Dr. Benjamin Franklin is the embodiment of Thomas Edison’s “Genius is 1% inspiration and 99% perspiration.” He came from a poor family. His sensible father was of good character. Dr. Franklin was a deist. What God has given man, he purposefully, methodically, and continually used to improve himself. A self-driven independent thinker, he endeavored to improve, not only mentally and financially, but morally. He did it for his own sake, and the fruits became the glory of mankind.

Dr. Franklin resolved to practice virtues every moment. He said he was not so successful in some, e.g. Order, but his ambitious efforts did him well. Some in the list, e.g. humility, were purposed to conquer his natural inclinations. It is clear from his depictions of his practice of humility that he did not mean self-abasement nor self-negation – he practiced diplomacy. He said about humility: “I cannot boast of much success in acquiring the reality of this virtue, but I had a good deal about the appearance of it… In reality, there is, perhaps, no one of our natural passions so hard to subdue as pride. Disguise it, struggle with it, beat it down, stifle it, mortify it as one pleases, it is still alive, and will every now and then peep out and show itself; you will see it perhaps, often in this history; for even if I conceive that I had completely overcome it, I should be probably proud of my humility.”

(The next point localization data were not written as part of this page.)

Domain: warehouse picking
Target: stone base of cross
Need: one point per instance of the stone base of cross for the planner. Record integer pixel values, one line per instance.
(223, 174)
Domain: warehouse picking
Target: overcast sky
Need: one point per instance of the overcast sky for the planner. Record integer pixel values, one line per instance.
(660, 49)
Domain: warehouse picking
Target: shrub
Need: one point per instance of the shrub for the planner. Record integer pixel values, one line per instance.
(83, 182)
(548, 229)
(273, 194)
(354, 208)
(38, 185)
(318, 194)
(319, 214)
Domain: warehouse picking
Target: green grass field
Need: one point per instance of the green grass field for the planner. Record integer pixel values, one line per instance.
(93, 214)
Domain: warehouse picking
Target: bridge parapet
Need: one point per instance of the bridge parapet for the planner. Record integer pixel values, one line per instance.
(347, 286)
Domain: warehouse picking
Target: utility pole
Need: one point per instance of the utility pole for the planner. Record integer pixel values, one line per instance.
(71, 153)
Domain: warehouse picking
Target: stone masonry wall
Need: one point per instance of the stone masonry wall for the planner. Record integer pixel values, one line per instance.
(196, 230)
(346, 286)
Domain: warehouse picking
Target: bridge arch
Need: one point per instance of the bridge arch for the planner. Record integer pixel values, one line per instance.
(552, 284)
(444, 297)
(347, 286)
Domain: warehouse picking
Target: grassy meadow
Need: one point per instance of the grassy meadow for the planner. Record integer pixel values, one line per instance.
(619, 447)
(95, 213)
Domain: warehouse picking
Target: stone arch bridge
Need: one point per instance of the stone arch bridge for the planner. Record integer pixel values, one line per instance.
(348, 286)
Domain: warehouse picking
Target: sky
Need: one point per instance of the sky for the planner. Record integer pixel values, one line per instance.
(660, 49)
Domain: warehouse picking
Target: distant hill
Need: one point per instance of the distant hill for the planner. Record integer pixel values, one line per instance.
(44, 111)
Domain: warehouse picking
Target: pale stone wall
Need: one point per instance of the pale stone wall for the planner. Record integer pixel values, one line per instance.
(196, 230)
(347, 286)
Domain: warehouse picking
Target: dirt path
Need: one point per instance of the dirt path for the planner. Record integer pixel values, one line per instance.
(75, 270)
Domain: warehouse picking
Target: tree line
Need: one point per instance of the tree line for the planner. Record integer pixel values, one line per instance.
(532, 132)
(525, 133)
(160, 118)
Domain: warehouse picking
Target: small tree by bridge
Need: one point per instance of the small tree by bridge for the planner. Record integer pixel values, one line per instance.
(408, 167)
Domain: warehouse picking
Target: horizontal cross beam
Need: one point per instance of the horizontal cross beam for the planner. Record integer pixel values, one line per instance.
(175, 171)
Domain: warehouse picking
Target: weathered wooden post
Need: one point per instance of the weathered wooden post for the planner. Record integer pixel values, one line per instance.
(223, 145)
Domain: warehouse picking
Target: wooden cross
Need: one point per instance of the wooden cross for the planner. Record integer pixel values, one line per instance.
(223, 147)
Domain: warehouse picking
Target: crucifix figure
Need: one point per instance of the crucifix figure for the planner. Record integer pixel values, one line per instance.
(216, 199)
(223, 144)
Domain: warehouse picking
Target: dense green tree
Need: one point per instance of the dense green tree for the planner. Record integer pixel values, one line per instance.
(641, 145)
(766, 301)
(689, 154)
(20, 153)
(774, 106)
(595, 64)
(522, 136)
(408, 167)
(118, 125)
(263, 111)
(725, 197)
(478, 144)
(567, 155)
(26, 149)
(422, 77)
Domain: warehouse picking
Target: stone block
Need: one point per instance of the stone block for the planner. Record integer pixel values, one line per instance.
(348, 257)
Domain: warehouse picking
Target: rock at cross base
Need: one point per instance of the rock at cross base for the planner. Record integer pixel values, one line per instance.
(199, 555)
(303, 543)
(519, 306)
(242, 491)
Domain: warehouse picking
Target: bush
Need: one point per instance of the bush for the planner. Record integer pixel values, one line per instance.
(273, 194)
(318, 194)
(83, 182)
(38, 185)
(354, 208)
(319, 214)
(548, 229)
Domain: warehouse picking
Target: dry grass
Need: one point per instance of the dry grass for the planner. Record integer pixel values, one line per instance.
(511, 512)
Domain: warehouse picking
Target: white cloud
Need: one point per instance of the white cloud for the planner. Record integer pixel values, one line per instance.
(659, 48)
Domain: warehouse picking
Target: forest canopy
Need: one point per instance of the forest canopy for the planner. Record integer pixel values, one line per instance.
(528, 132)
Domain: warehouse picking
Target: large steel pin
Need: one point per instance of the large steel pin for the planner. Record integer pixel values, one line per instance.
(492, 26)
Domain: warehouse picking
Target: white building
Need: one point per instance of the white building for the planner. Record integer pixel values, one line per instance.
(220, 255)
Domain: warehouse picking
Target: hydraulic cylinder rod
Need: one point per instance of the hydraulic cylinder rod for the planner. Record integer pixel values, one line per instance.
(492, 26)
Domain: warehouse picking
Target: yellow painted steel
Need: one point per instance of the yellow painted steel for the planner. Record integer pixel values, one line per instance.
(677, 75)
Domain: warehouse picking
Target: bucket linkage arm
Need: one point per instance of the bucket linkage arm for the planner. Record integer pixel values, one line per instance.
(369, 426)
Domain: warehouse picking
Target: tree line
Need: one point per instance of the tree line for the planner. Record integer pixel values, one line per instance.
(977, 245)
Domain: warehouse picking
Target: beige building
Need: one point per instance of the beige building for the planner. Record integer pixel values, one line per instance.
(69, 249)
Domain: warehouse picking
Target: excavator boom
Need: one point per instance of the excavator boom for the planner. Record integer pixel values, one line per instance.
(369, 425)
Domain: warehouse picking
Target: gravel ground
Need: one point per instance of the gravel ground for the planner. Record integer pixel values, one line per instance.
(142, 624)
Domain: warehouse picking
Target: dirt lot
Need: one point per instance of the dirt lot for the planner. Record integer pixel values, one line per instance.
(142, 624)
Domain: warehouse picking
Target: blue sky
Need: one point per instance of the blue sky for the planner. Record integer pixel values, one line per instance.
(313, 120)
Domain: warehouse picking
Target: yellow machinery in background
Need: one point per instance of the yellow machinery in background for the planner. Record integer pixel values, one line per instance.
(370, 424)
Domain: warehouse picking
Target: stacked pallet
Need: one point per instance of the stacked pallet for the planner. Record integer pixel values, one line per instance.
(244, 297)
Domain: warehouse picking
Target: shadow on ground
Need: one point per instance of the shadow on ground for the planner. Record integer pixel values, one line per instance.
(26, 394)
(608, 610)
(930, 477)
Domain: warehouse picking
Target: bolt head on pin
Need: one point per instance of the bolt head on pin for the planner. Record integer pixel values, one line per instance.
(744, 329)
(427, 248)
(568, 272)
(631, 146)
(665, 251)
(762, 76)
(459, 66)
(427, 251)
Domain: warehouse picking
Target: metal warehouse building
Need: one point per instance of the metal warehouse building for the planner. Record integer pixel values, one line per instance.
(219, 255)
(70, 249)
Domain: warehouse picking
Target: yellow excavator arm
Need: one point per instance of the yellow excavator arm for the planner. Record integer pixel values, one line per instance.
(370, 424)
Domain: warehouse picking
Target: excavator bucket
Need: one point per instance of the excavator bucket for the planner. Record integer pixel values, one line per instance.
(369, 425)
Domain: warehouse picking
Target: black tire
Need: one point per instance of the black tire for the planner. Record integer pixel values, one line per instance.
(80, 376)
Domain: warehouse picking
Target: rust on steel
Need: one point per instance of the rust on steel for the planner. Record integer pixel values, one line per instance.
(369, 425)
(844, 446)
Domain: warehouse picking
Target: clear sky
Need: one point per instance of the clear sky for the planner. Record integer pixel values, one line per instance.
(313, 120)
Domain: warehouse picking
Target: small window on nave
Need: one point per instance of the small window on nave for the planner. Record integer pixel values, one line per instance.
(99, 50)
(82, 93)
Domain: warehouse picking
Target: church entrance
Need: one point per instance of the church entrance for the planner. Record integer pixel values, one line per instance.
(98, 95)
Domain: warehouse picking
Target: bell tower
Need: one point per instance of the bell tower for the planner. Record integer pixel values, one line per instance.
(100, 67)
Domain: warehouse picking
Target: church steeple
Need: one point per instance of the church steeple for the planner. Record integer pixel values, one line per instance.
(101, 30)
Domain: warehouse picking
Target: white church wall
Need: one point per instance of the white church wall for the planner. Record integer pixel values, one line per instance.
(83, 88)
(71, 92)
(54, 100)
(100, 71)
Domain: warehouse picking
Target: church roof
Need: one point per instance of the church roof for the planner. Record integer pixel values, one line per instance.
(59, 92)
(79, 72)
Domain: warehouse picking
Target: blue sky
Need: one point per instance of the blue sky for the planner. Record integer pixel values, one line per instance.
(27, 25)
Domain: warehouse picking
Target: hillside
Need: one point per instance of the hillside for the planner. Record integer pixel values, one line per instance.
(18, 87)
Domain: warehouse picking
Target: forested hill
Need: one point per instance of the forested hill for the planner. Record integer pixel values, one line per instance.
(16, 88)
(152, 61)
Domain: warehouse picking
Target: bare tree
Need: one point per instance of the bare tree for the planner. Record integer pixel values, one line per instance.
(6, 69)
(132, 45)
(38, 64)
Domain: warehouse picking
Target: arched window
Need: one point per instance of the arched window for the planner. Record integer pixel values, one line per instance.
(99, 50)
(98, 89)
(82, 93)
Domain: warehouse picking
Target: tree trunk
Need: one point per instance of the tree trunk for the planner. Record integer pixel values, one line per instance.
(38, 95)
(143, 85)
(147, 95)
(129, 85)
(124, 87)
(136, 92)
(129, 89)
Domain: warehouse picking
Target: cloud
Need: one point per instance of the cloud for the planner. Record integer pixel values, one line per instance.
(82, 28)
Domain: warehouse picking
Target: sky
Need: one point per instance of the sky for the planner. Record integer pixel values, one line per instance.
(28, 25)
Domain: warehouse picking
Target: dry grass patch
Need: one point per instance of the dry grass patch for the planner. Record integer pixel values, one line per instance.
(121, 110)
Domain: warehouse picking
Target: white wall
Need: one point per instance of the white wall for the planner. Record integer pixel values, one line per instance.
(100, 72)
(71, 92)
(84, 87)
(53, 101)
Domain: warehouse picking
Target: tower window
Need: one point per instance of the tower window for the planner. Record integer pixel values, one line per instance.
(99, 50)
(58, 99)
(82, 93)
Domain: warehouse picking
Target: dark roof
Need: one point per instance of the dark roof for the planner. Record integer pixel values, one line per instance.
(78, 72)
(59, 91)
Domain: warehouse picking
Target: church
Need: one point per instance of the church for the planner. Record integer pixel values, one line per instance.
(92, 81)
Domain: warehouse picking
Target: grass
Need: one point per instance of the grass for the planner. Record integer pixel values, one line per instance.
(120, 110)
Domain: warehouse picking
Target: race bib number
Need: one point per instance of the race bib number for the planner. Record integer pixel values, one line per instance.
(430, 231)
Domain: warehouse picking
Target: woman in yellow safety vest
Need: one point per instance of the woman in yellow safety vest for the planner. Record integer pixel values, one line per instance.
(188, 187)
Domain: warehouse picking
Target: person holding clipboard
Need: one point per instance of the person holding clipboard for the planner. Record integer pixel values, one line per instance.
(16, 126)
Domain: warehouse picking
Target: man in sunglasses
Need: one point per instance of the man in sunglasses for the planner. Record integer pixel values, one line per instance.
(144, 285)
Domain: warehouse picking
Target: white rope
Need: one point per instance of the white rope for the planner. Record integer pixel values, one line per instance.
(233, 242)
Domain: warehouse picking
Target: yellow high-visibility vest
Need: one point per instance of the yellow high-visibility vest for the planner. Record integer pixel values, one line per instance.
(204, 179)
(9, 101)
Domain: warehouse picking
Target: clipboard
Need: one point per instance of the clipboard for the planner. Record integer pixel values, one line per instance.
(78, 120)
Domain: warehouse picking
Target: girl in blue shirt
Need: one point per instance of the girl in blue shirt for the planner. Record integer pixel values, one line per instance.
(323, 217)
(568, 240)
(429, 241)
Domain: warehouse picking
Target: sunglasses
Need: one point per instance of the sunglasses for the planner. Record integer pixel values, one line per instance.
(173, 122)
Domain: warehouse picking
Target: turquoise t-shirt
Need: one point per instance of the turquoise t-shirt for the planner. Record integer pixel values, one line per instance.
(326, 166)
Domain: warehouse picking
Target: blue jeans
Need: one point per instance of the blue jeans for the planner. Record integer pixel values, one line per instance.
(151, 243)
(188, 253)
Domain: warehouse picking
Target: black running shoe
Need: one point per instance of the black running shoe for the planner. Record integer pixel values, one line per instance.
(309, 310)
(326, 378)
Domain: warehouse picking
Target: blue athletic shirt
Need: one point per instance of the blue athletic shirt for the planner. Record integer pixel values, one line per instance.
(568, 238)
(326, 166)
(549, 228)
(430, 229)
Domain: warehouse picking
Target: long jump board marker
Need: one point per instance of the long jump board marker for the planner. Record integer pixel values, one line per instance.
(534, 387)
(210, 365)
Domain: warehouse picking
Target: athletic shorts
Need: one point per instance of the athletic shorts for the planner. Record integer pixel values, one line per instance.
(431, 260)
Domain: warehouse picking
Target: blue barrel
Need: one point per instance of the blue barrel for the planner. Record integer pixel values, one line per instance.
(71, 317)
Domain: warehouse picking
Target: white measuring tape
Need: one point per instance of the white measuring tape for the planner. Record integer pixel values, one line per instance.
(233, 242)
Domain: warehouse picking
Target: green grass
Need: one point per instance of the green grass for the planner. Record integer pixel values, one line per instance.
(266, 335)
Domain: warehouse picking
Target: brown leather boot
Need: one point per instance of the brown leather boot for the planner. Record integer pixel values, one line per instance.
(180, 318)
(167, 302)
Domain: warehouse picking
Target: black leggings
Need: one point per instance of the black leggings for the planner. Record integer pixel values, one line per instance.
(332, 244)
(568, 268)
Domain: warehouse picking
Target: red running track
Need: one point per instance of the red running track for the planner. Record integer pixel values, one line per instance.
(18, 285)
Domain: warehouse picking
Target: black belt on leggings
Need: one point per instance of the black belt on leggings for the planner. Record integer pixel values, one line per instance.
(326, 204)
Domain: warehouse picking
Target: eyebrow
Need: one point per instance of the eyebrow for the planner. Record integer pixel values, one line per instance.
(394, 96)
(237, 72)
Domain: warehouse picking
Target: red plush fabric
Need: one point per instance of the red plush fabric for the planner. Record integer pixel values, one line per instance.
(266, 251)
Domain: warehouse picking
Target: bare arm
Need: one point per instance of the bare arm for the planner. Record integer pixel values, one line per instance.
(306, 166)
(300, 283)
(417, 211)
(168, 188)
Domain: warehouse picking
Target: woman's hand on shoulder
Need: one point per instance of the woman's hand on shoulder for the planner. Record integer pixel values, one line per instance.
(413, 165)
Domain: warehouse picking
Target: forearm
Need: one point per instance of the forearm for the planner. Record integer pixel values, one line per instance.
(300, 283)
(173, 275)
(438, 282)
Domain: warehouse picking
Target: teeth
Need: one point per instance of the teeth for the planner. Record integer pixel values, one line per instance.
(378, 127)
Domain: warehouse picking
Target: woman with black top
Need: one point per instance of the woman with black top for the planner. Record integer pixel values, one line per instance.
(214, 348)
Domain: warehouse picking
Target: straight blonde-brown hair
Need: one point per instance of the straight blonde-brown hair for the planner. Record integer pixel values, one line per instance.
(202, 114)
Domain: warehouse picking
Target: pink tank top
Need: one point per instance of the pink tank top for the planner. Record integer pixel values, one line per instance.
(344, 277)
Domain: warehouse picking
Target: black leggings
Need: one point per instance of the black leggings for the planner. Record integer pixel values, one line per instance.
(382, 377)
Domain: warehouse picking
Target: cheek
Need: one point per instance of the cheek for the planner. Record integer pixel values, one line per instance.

A benevolent man of great honor, Dr. Franklin had no mean bone in his body. He used reason and persuasion to advance his convictions. His integrity earned the respect and trust of his fellowmen. It is logical that he could not subdue his pride – because, as Ayn Rand said, “pride is the sum of all virtues” (http://aynrandlexicon.com/lexicon/pri...). Dr. Franklin earned the virtue of pride.

He depicted errors that he regretted. He had the misfortune of losing a four-year-old son to smallpox.

I found page 63 very interesting. I dearly enjoyed reading Dr. Franklin’s words. I laughed heartily at this part: a great gun is certainly a fire engine.

Dr. Benjamin Franklin had an exemplary, glorious life.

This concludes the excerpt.